Huh, if I’d known it was that easy to get rid of these proselytizers…
My mom used to make us hide when we saw them coming down the street
My mother (rest her soul) used to keep a supply of Catholic literature near the front door, so when the JW’s came calling with the Watchtower she would take their handouts and give them hers. Took a while, but eventually they crossed our house off the list.
Remembering all those classic scenes of vampires slowly turning away, shoulders slumped in dejected resignation.
People I don’t want to talk to don’t knock on my door, but I would get a pentacle doormat.
“No Solicitors” actually attracts salespeople like flies to dung. It tells them the resident can’t say no personally.
Garlic blossoms, actually, not garlic. I am still waiting for a movie to address this. The original Dracula with Bela Lugosi had the blossoms. I want to see a vampire show up, sniff deeply and go, “MMMmmm… Are ve haffing Italian tonight? Yum yum!”
My dad lives on a corner and has been hit with all manner of sales people and those promoting their version of an invisible sky man.
Usually he’s just hidden or cranked up the tv, but for a while when I was a kid, he had a friend who was big into motorcycle culture. If said friend was over, my dad was more than happy to let the guy wearing a ton of leather with a Budweiser in each hand (it was the early 80s) answer the door. That usually worked.
Ironically, this is now the demographic that’s most likely answer.

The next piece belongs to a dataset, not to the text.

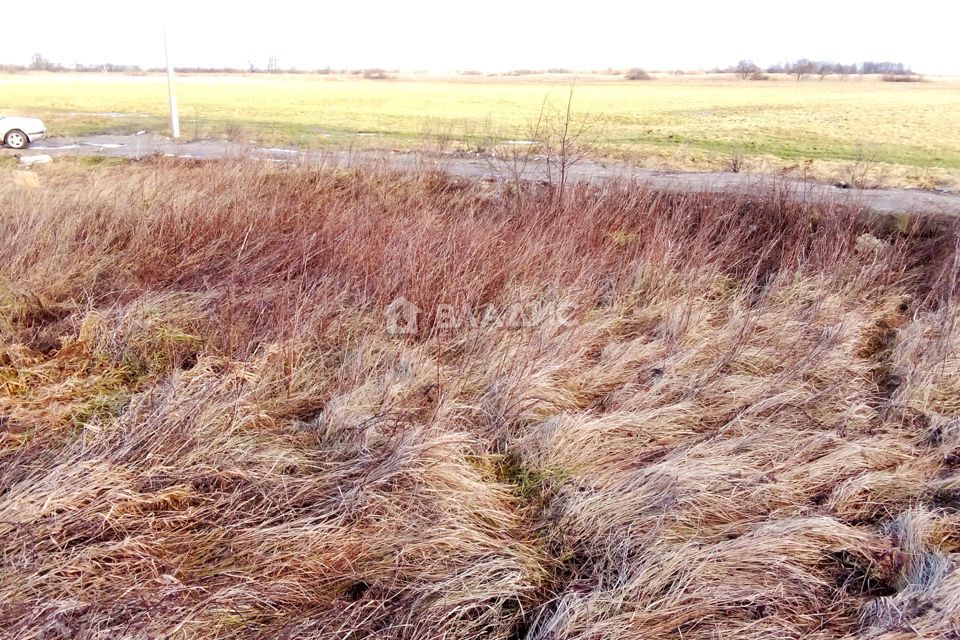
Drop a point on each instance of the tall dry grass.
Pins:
(748, 429)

I was home from work one day about a decade ago, flu and feeling miserable, all drugged up and sleeping in when there was a knock on the door. I open it, and there’s a guy with a roll of paper towels and a psychotic smile on his face. “Jesus,” he said, bradishing the roll, “Can wipe away sins!”
I was not in a good, forgiving mood, and grew up Christian, so I grabbed his roll of paper towels (they were in my face), quoted Matthew 6:29 “And when you pray, do not be like the hypocrites, for they love to pray standing in the synagogues and on the street corners to be seen by men,” and closed the door. I heard him yell “Hey, give me back my paper towels!”

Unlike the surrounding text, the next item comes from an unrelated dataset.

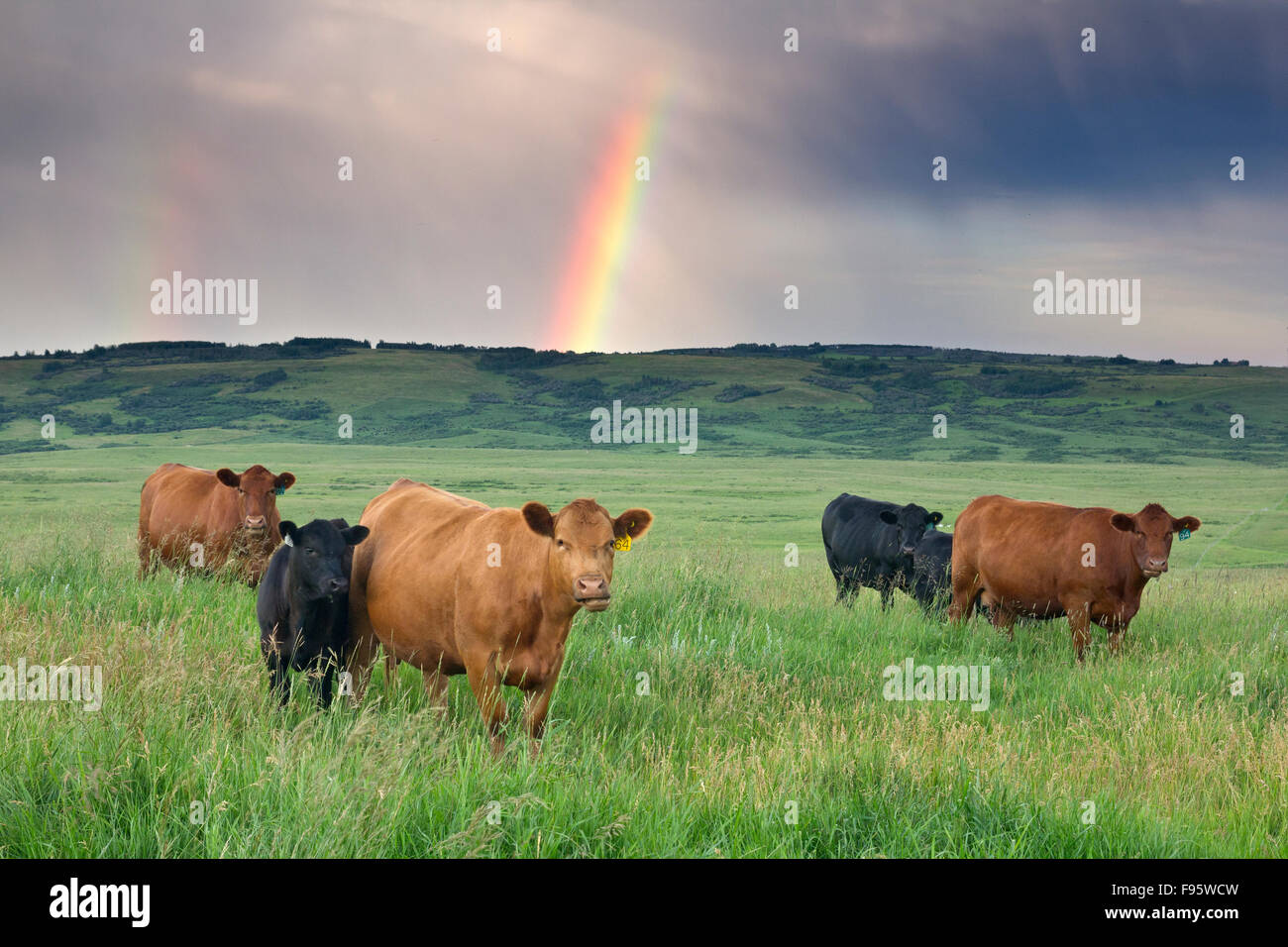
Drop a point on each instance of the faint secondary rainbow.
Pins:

My reply of “You just woke up a sick man, made him get up and go to the door, and tried to proselytize at him. You are not acting like a Christian, and I’m taking your towels to make sure you understand this. Go away.” had the desired effect.
I don’t think I was entirely rational or, indeed, in the right on this matter, but they were good paper towels, and introduced me to the concept that there were now paper towels that came in half sheets, so I guess some good came from it.

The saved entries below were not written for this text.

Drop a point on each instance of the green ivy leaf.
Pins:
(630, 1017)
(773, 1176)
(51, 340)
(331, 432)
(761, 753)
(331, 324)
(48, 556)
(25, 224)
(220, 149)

Well a few ideas occur, in response to that fascinating video.
One is that they didn’t want to be embarrassed by the famous Mormon Underwear…
The second was the recollection of [The Manacled Mormon]. Maybe that wasn’t so widely reported in the USA. (Manacled Mormon case - Wikipedia).
The third recollection was an exchange which I had with a Mormon Missionary. He was explaining his ideas to me, and became very emphatic about the idea “God walked on the earth.” This puzzled me a bit, because, as a well-tutored presbyterian boy, (at least in theory) I was aware that (a) God was Omnipotent, and (b) Omnipresent. In other words, God was everywhere, at once. Why was it important that “God walked on the earth”? So I asked him: “Why is that important?” He never said another word. Packed up his books and pamphlets, signing to his confederate to do the same, and walked out the door.
We are not only stranger than Mormons imagine, we are stranger than they can imagine!
If my neighborhood was starting to have that problem, I would have considered taping an anime girl boobie mousepad to my front door to scare them off
I can only hope our plain rainbow mat has the same effect
Used to live in an apartment where people would occasionally hang out on the landing right outside my door, talking/laughing/smoking.
I found that putting speakers by the door and playing “Ribbons” by Sisters of Mercy had the right amount of serial killer energy required to drive interlopers away. To religious knockers I would just say “I have no interest”, and close the door on them.
What an endorsement! ’Scuse me while I order said doormat…
I kept the god-botherers away for several years back in the 80s. Mom was so proud of her little Goth.
The doorbell rang at an ahem ungodly, early hour one Sunday morn. Yr humble narrator’s sleeping off the effects of Saturday night’s festivities was interrupted, which was very angry-making. The idiot rang the bell over and over, and I made my way downstairs. I opened the entry hall door and pushed aside the curtain on the front door. I gave my victim a Basilisk-like glare as I moved the curtain, and he jumped and took a step back.
The previous evening’s festivities’ intensity had been such that I’d fallen into bed without bothering with washing my face. Not only was my hair sticking out everywhere in best punkly fashion, the National Geographic-inspired black makeup was still mostly in place around my eyes. Faced with this furious vision, he stood there gobsmacked.
Before he could get his schtick together, I quietly, menacingly informed him that I am a black magician, and would cast a death spell on him if he didn’t immediately depart the premises.
He made a few noises that were not words, turned, and hurried back down the steps.
I went back upstairs, chuckling, and enjoyed The Sleep of The Just until that afternoon.
(Disclaimer: I was never one of the bad guys, just enjoyed wearing my subconscious on the outside for a while. That god-bothering jerk wasn’t to know that, tho, was he?)
When this action’s effects wore off, I put up a small sign near the doorbell:
“God is not so trivial s/he can be sold door-to-door. Do not ring our bell.”
The sign failed only once. Without opening the front door, I irritatedly asked the idiot who was stood there whether he could read. He briefly replied in the affirmative, and walked away.
I used to get the Mormon missionaries with some regularity. One day I invited them in for a chat. They asked me if I knew any Mormon people. I confirmed that I did, and that most of them were gay. They stood there, then said something about how that wasn’t possible, and left.
They probably told their elders, only to learn that an excommunicated, gay Mormon guy actually lived in the guest house. Because no Mormon missionaries ever darkened our door again.
mor(m)on missionaries lived in my neighborhood for some time. Their Powers What Am evidently rotated them every year, since we’d get used to seeing one couple walking or cycling in their black slacks, white shirties and little ties, then there’d be a new couple about.
I got rid of them by telling them that I loved In and Out Burger when I lived in Suthun Coliforniyah, but that I didn’t need any religion from them, and shut the door.
Haven’t seen any of their little couples around for some time. Doubtless when housing in our neighborhood skyrocketed it was decided to stick them elsewhere.
I met Gurney at a book signing back in the '90s. He was, without doubt, one of the most genuine, nicest public figures I’ve ever met. He even gave me his business card and wrote his phone number on it when I told him my wife was a children’s book illustrator (we never bothered him with a call). I can well imagine him inviting these strangers in and sketching them. What a great idea.